First, let’s look at the definition of anxiety that Doctor Google gives us. According to a little site called WebMD:

Occasional anxiety is OK. But anxiety disorders are different. They’re a group of mental illnesses that cause constant and overwhelming anxiety and fear.  The excessive anxiety can make you avoid work, school, family get-togethers, and other social situations that might trigger or worsen your symptoms. 

Anxiety Disorders

I’ve talked about this a lot in other posts, and I think it’s an important distinction to make. It’s okay to feel anxious sometimes. One of my current taglines is: If you aren’t a little anxious right now, you aren’t paying attention.

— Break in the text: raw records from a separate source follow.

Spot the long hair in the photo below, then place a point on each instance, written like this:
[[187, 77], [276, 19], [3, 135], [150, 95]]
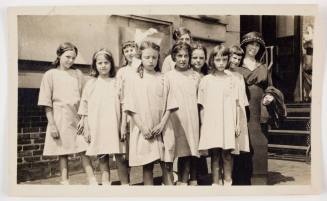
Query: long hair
[[181, 31], [237, 50], [198, 46], [219, 50], [108, 55], [144, 45], [125, 45], [66, 46], [181, 46]]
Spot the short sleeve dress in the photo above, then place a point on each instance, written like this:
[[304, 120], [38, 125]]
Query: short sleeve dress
[[100, 102], [61, 90], [185, 121], [145, 97], [218, 95], [242, 141]]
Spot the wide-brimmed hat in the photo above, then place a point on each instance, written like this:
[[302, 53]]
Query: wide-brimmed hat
[[253, 37]]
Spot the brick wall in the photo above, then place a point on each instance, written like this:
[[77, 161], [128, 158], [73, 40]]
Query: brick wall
[[30, 141]]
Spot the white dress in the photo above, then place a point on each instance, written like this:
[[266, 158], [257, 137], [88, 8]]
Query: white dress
[[145, 97], [185, 121], [218, 96], [242, 141], [61, 90], [100, 102]]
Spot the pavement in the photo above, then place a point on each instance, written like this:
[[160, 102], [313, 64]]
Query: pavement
[[280, 172]]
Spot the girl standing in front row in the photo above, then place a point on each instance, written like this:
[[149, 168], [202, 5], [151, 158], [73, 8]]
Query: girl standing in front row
[[145, 101], [183, 84], [100, 110], [218, 100], [60, 94]]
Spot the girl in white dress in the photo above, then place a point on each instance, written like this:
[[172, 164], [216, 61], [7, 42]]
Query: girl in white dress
[[100, 110], [60, 94], [235, 57], [183, 84], [199, 65], [146, 103], [129, 67], [218, 99]]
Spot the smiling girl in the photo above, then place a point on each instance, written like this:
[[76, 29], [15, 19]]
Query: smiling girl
[[100, 104], [218, 100], [183, 83], [145, 102], [60, 94]]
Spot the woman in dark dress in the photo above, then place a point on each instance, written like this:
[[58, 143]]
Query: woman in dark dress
[[256, 76]]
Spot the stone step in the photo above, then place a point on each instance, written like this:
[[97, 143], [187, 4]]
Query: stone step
[[288, 132], [282, 146]]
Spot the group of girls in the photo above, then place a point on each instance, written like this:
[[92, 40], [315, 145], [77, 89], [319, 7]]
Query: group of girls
[[142, 115]]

But that all being said, if your anxiety is so bad that it’s affecting your day to day life and making it hard to function: That is not normal.

Some people have a hard time with this, the whole that is not normal thing. It feels like a call out. Like it’s something they’re doing wrong.

But honestly, it’s something that needs to be said. IT. IS. NOT. NORMAL. TO. HAVE. AN. ANXIETY. DISORDER.

  • It is COMMON. Approximately 40 million US adults per year live with anxiety.
  • It is NOT SOMETHING TO BE ASHAMED OF. If diabetes and heart disease are nothing to be ashamed of, neither is anxiety.
  • It is NOT SOMETHING YOU CHOSE. Anyone with a heart would never accuse you of doing it on purpose. That’s just shitty.

But it’s important to recognize that it’s not medically normal. Just like diabetes and heart disease, it’s not an ideal condition for your body to be in, and requires medical intervention.

What is the best definition of anxiety?

What is the definition of anxiety, according to you?

Now, let’s look at how the Average Joe or Jill would define anxiety. I’ll even share mine at the end! Do any of these resonate with you?

Anxiety is:

A feeling of dread which comes over me.  I can feel my heart sinking and tension mounting in my body.  My brain is on a spin cycle of thoughts.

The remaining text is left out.